「淡々と」と「粛々と」の違いとは?分かりやすく解釈

「淡々と」と「粛々と」の違い違い

この記事では、「淡々と」「粛々と」の違いを分かりやすく説明していきます。

「淡々と」とは?

「淡々と」には2つの意味があります。

一つは、態度や動作にしつこいところやこだわりがないさまです。

「淡々と語る」のような使い方をします。

たとえば、今の気持ちを語るとき、感情が高ぶっていると激しい話し方になってしまいがちです。

話し方に抑揚が大きかったり、身振り手振りを交えたりなどすることでしょう。

そして、話しが長くもなりやすいです。

この様子は「淡々と」が意味しているものではありません。

気持ちを語るときに、感情をあまり見せず、あっさりとした態度をとることもできます。

話し方の抑揚が少なく、必要なことだけを簡単に話し、身振り手振りはほとんどまじえない、こういった態度です。

何かにこだわっているさまはみられません。

このようなさまを「淡々と語る」といいます。

もう一つの意味は、水が静かに揺れ動くさまです。

急斜面の川は水の流れが速いです。

これは「淡々と」が意味するものではありません。

斜面が緩やかなところだと、水の流れは静かで動きはゆるやかです。

このようなさまを指しています。


「淡々と」の使い方

態度や動作について使用されることが多いです。

あっさりしていて、何かに気持ちをとらわれることのないさまをいいます。


「粛々と」とは?

重々しくいかめしいさまや、堂々とおごそかに物事を行うさまです。

法事のことで考えてみます。

法事の席では、黒い服を着た人たちが集まり、ピンクや赤など明るい色の服を着た人が集まるパーティーとは全く雰囲気が違います。

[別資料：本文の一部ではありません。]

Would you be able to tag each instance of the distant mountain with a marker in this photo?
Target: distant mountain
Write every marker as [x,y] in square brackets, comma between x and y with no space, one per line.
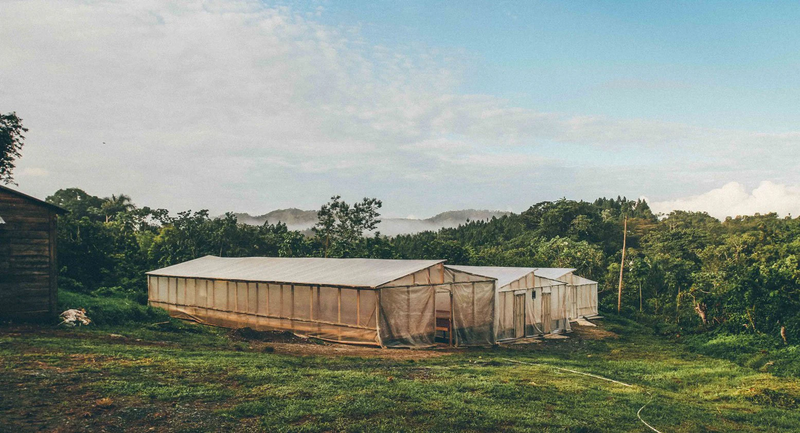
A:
[298,219]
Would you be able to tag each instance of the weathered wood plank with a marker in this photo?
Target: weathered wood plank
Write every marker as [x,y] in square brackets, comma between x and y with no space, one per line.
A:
[13,235]
[53,263]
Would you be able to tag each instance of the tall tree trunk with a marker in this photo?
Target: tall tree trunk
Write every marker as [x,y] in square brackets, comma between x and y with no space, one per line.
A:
[622,263]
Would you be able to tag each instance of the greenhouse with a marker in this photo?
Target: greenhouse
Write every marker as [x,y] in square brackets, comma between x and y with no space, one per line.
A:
[387,303]
[528,305]
[582,292]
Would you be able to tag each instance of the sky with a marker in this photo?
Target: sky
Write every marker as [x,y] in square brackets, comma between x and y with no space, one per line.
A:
[251,106]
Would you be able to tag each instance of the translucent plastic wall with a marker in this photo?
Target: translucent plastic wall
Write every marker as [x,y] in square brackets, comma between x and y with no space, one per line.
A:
[409,308]
[398,314]
[332,313]
[582,294]
[550,302]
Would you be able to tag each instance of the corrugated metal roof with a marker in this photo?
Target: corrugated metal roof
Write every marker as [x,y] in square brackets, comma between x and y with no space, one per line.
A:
[553,273]
[57,209]
[504,275]
[334,272]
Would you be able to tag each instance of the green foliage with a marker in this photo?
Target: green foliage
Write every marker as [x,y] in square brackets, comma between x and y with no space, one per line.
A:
[685,273]
[340,227]
[110,311]
[141,378]
[11,142]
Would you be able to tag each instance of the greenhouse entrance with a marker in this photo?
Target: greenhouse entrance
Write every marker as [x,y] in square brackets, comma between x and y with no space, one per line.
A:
[519,315]
[444,317]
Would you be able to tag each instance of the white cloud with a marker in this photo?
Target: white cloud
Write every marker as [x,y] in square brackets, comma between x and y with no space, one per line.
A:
[732,199]
[34,172]
[238,105]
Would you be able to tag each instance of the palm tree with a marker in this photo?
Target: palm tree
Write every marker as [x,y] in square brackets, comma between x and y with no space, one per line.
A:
[116,204]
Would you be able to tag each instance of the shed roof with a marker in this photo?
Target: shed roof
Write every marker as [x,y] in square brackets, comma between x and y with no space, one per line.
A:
[57,209]
[553,273]
[318,271]
[504,275]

僧侶が読経をしている間は、話してはいけない雰囲気が漂います。

また、この場では笑ってはいけない気持ちにもさせられます。

このさまは、おごそかといえるでしょう。

「粛々と」は、おごそかなさまを意味しています。

法事がおごそかに行われることを「粛々と執り行う」と表現できます。

「粛々と」の使い方

おごそかなさまを指して使用する言葉です。

重々しさやいかめしさがある場面で使用されます。

「淡々と」と「粛々と」の違い

「淡々と」は、あっさりしていて何かにとらわれることのないさまを指しています。

「粛々と」は、おごそかなさまを指しています。

「淡々と進める」「粛々と進める」のように同じような使い方をすることがありますが、前者はこだわりがないという点に重きを置いており、後者はおごそかにという点に重きを置いています。

「淡々と」の例文

・『淡々と準備が進められる』
・『淡々とベンチに帰っていく』
・『何があっても淡々としている』
・『淡々と作業をこなす』

「粛々と」の例文

・『粛々と執り行う』
・『粛々と準備を進める』
・『粛々と祭りを行う』
・『粛々とした雰囲気』

まとめ

同じような事柄に使われることがある2つの言葉ですが、意味は異なります。

一方は動作や態度にこだわりがないさま、もう一方はおごそかなさまを指しています。